Our study also observed that IV lignocaine resulted in rapid recovery of bowel function and mobilisation. The median time for return of flatus and ability to tolerate an oral diet was within 24 hours. The median (IQR) time for bowel opening was 3 (1-3) days. These results are similar to the findings of Kaba et al13 who showed that lignocaine infusion improved postoperative bowel function. In that study, defaecation occurred almost 1 day earlier in the lignocaine group compared with the group who received normal saline. The reasons for postoperative ileus are multifactorial, including use of opioid analgesia, the sympathetic response, and visceral inflammatory response resulting from surgery.16 A lignocaine infusion may shorten the time to bowel opening by decreasing opioid use, limiting the inflammatory response, and having a direct inhibitory effect on the sympathetic nervous system of the mesenteric nervous plexus resulting in enhanced bowel contractility.17
A meta-analysis showed that continuous IV administration of lignocaine significantly reduces the length of hospital stay when compared with controls.17 In our study, however, the median hospital stay was 6 days, similar to our usual experience. We are evaluating the possible reasons for the lack of impact on hospital stay. One of the reasons may be related to patient expectations and preference for a longer hospital stay after major surgery. Another possible reason is the similar rehabilitation care pathway for the two groups of patients that when strictly followed tended to negate the advantages of IV lignocaine.

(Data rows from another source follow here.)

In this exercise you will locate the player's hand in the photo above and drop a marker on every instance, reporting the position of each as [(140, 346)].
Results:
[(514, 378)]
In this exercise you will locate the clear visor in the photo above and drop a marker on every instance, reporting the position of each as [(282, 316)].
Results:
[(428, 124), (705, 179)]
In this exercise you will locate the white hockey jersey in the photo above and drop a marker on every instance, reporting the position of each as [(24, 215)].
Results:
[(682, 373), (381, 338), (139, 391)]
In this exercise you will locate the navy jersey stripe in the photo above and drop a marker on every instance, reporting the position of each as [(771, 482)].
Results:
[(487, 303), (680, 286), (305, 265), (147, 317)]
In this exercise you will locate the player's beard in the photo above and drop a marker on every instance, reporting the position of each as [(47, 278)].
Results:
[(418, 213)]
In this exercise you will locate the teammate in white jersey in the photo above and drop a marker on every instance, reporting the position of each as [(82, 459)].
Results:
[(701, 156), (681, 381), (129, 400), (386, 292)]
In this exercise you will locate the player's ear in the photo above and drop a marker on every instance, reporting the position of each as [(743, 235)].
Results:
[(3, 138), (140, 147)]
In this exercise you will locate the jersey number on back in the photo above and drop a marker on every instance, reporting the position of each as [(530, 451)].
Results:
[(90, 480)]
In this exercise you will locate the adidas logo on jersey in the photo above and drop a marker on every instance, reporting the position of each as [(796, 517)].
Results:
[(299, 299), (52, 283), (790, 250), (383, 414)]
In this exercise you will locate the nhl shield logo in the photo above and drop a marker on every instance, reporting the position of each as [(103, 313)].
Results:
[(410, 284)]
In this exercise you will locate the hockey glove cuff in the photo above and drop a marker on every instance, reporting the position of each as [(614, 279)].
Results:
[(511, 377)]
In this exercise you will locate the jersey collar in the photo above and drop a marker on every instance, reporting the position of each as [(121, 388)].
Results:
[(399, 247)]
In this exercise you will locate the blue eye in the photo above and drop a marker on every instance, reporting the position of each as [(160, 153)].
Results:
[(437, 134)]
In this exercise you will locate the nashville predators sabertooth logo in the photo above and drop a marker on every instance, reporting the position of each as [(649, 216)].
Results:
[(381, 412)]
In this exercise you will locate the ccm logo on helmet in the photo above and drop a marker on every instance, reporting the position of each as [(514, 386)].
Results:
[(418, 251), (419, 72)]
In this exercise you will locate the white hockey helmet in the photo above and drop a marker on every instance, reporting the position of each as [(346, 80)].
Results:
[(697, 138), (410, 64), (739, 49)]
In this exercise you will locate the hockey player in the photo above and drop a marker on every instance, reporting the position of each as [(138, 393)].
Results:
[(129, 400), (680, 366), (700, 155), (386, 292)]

This review shows promising results demonstrating that IV lignocaine is a safe and effective postoperative analgesia in a Chinese population. It also provides comparable outcomes to those reported worldwide that postoperative lignocaine can provide a beneficial rehabilitation effect for patients who have undergone laparoscopic colorectal surgery. This provides a good platform from which to design a randomised controlled trial in the Chinese population.
The authors declared no conflicts of interest in this study.